Live Richly

On the first day of a new year, on the cusp of the future, it is fitting to ask: What do you remember? What have been the richest times of your years so far, the good memories that easily come to mind?

We all want to live richly, to live life the right way. We know that this material life is short, and somehow represents an opportunity that we don’t want to squander.

I remember vacations. As I ask myself what is best out of my memories of life so far, vacations with my wife and kids are among the first things that come to mind. It’s not the places we’ve been, because some of the best memories occurred in years when we didn’t leave our home state. Instead, vacations are rich because they are the special times when my family and I have fled every other obligation for the sake of spending time together.

I also remember the gospels. In late 2006 and early 2007, I was brand new to Christian faith, and I wanted to understand everything I could about who Jesus was and what he said and did. I cleared time in the mornings for slowly reading the gospels, pausing to pray and reflect over every detail I didn’t understand (which was quite a lot). The entire study took months, some of the richest months I’ve known.

Every good thing comes from the Father, says James 1:17. As you take note of the experiences of your life that have been good enough to leave lasting good memories, what you are recognizing are the times when God was touching you, richly blessing you, drawing very close.

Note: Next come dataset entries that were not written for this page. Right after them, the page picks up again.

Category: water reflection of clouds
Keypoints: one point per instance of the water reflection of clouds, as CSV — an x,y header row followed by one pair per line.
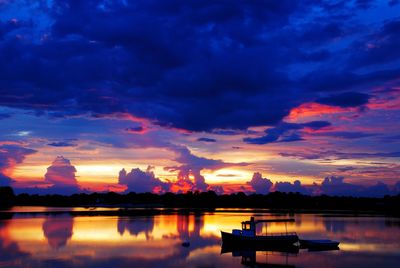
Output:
x,y
58,230
10,251
135,226
156,241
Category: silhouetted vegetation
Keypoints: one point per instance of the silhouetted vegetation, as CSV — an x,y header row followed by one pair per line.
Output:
x,y
210,200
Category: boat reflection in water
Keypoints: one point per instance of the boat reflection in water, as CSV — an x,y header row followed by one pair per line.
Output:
x,y
268,256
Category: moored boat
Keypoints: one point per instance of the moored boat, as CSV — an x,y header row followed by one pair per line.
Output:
x,y
247,235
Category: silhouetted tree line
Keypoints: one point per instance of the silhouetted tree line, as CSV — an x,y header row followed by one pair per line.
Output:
x,y
208,200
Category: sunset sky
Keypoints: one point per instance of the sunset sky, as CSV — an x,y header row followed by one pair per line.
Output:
x,y
252,96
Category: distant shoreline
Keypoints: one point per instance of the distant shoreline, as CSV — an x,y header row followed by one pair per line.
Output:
x,y
130,212
152,204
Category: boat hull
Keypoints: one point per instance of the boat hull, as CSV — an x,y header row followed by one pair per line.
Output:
x,y
257,241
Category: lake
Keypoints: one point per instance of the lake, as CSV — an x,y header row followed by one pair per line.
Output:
x,y
41,239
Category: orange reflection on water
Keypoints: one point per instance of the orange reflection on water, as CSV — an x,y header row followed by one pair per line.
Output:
x,y
152,238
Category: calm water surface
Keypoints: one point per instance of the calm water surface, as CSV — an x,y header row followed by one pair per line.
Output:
x,y
39,240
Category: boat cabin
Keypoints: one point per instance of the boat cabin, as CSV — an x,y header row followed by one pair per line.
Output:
x,y
249,227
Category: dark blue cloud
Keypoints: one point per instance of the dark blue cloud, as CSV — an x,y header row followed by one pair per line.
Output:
x,y
286,132
193,65
206,139
333,154
4,116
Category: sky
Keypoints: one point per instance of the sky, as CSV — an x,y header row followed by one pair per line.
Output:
x,y
159,96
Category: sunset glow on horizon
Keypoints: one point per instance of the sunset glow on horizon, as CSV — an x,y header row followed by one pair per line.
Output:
x,y
182,96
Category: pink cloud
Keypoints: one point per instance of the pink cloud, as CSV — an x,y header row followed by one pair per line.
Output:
x,y
61,175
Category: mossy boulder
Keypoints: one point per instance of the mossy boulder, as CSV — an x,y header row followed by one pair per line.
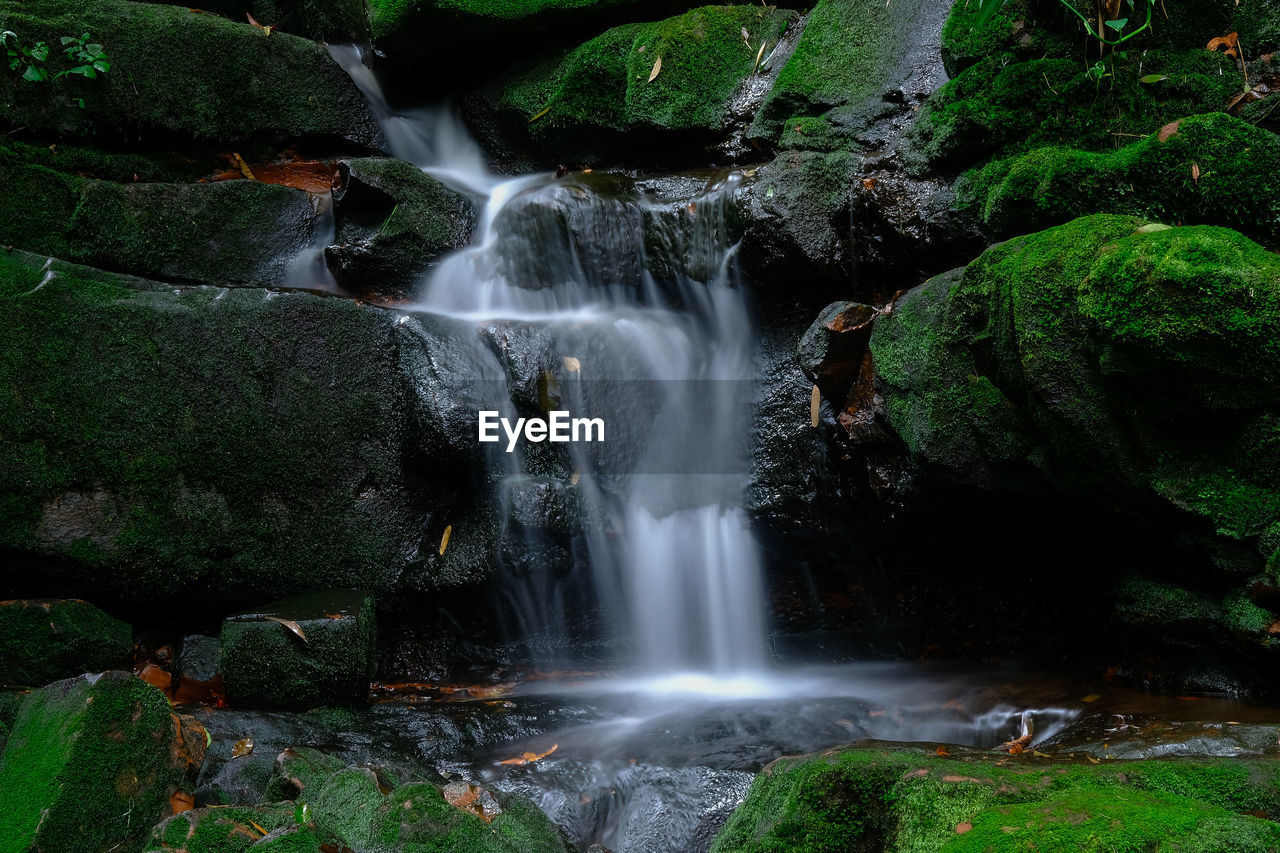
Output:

Seeing this casts a different light on the concept of new year’s resolutions. How do I really live a good life, and spend my time well? The best moments of my life seem to have come not because I resolved for something good to occur, but because I cleared my schedule. To be sure, goals and disciplines are vital—make a worthy resolution this year, and work to keep it. However, there is something even greater than our goals and disciplines, something not to be overlooked. I find that my own richest moments occur not when I bear down, but when I open up.